Estas teorias “partem da determinação das necessidades humanas para explicar o fenómeno motivacional, identificando consequentemente o comportamento dirigido à satisfação das mesmas, mas sem entrar em cogitação sobre as operações psicológicas, tanto conscientes como inconscientes, que o processo envolve” (Pérez-Ramos, 1990, p. 128). Assim, enquanto explicação do processo de motivação humana, acentuam a identificação dos fatores e necessidades intrínsecos aos indivíduos, explicativos da sua forma de agir. O pressuposto é o de que os indivíduos possuem necessidades interiores,

50 as quais constituem uma fonte de energia para o comportamento, com vista à sua satisfação (Figura 3).

Figura 3. Modelo de motivação das teorias de conteúdo. Fonte: Ferreira e colaboradores (2001).

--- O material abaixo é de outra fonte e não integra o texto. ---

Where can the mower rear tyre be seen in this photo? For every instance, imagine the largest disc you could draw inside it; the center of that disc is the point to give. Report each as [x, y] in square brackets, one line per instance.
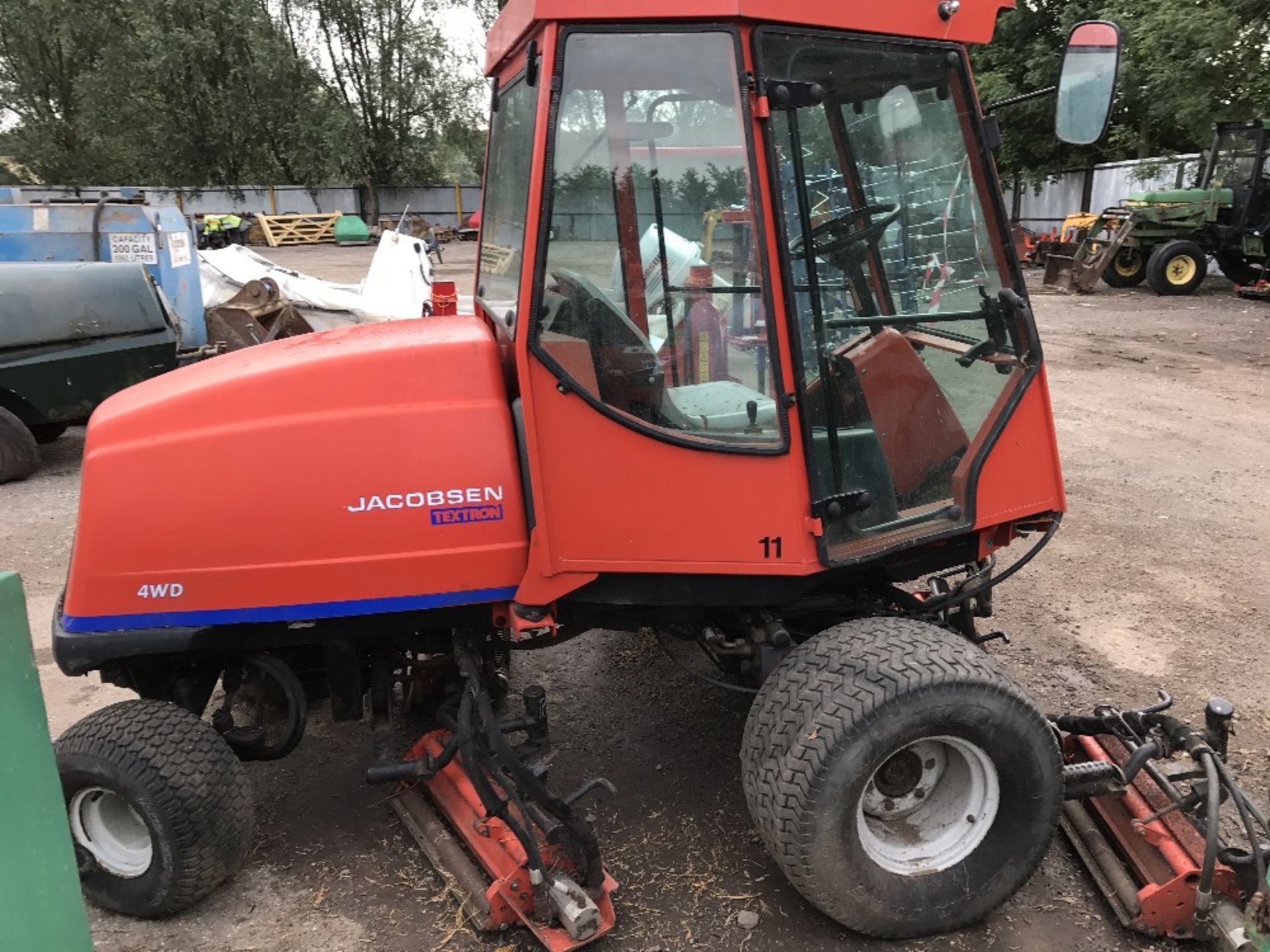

Uma necessidade constitui um estado interno ao indivíduo, capaz de induzir a ação, com o propósito de alcançar resultados e fins que os indivíduos procuram como um fim em si mesmos e que visam a satisfação dessa necessidade (Ferreira et al., 2001). Nesse sentido, quando satisfeita a necessidade, ela deixa de causar tensão, não tendo mais o poder de estimular a ação; no entanto, nem sempre o resultado da ação conduz a uma satisfação plena da necessidade. Na verdade, podem acontecer dois fenómenos, para além da satisfação da necessidade: a frustração e a compensação, como já referido anteriormente. Quando acontece a frustração, que pode ocorrer apesar de todo o esforço do indivíduo, o resultado não é alcançado; a tensão gerada pela necessidade frustrada procura um meio de escape, o qual pode apresentar vários contornos psicológicos, como agressividade, descontentamento, tensão emocional, apatia, etc., e até mesmo características fisiológicas, como tensão nervosa, insónias, problemas cardíacos, disfunções digestivas, entre outros. Quando há compensação, a satisfação de outra necessidade reduz a tensão da necessidade não satisfeita (Ferreira et al., 2001).